„LENNON“ von David Foenkinos

Lennon von David Foenkinos

Walking on thin ice, I’m paying the price…

Diese Liedzeile vibrierte wohl noch in der New Yorker Luft, als John Lennon am 8. Dezember 1980 das Record-Plant-Studio verließ und gemeinsam mit seiner Frau Yoko Ono nach Hause ging. Vor dem Dakota Building wartete Mark David Chapman auf das Paar. Der Mann, dem John Lennon noch am Vormittag beim Verlassen des Gebäudes ein Autogramm gegeben hatte. Diesmal jedoch wollte er kein Andenken vom Musikidol einer ganzen Generation. Er erschoss John Lennon aus sechs Metern Entfernung. Der Song, den Lennon an diesem Tag im Studio aufgenommen hatte, scheint zur Metapher dieses Anschlages zu mutieren. Ich gehe auf dünnem Eis und zahle den Preis…

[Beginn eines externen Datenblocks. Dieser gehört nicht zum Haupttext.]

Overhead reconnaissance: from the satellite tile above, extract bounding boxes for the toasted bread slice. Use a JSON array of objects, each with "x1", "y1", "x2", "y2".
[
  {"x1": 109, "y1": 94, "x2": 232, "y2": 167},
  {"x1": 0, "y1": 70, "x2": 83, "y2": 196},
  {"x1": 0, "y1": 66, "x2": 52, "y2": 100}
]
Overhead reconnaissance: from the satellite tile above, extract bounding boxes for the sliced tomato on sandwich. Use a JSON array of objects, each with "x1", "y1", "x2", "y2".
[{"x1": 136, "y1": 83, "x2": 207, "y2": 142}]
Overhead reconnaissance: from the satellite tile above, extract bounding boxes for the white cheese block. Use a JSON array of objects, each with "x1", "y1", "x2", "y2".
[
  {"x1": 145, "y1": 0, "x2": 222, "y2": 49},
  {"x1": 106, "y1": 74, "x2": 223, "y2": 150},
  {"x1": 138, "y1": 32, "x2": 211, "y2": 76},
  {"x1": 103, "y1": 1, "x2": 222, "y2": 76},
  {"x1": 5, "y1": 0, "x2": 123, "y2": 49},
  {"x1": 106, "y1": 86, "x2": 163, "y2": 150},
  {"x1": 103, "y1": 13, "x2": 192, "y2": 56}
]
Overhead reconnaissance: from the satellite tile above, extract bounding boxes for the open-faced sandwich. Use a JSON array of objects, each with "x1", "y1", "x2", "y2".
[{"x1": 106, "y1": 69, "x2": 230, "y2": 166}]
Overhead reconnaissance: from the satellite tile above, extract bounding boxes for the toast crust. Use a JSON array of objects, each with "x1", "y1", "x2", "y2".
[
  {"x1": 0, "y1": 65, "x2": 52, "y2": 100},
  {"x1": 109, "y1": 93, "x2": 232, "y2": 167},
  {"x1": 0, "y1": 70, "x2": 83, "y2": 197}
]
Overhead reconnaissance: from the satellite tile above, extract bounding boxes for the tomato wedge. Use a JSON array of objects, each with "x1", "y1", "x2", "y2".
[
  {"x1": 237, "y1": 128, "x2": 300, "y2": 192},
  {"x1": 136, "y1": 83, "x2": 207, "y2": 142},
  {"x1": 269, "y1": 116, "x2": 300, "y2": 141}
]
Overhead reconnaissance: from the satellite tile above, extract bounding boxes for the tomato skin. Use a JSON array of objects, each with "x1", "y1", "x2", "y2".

Gerade mal 18 Jahre alt war ich an diesem Tag, als Nachrichtenfetzen vom Mord an John Lennon berichteten. Ich fühlte mich so unverletzlich wie der Kopf der Beatles, war davon überzeugt, dass man wie er aus dem Bett heraus die Welt verändern könnte und dass Musik eine Waffe gegen die Gleichgültigkeit und Kälte war. Weltweites Entsetzen und stumme Aufschreie seiner Fans setzten ein. „Imagine“ wurde zum Soundtrack der Stunde. „Give Peace a Chance“ entwickelte sich zum Rhythmus der Trauer. Und nicht zuletzt blickten wir alle auf eine wohl beispiellose Zeit zurück, die heute als die Epoche der Beatles gilt. Der Gedanke an diesen Tag lässt eine Melancholie in mir auferstehen, die mich nie ganz losgelassen hat. Ein einziger Song der Beatles reicht mir schon aus. Manchmal auch ein einziges Wort. „Imagine…“ Dann bin ich wieder dort…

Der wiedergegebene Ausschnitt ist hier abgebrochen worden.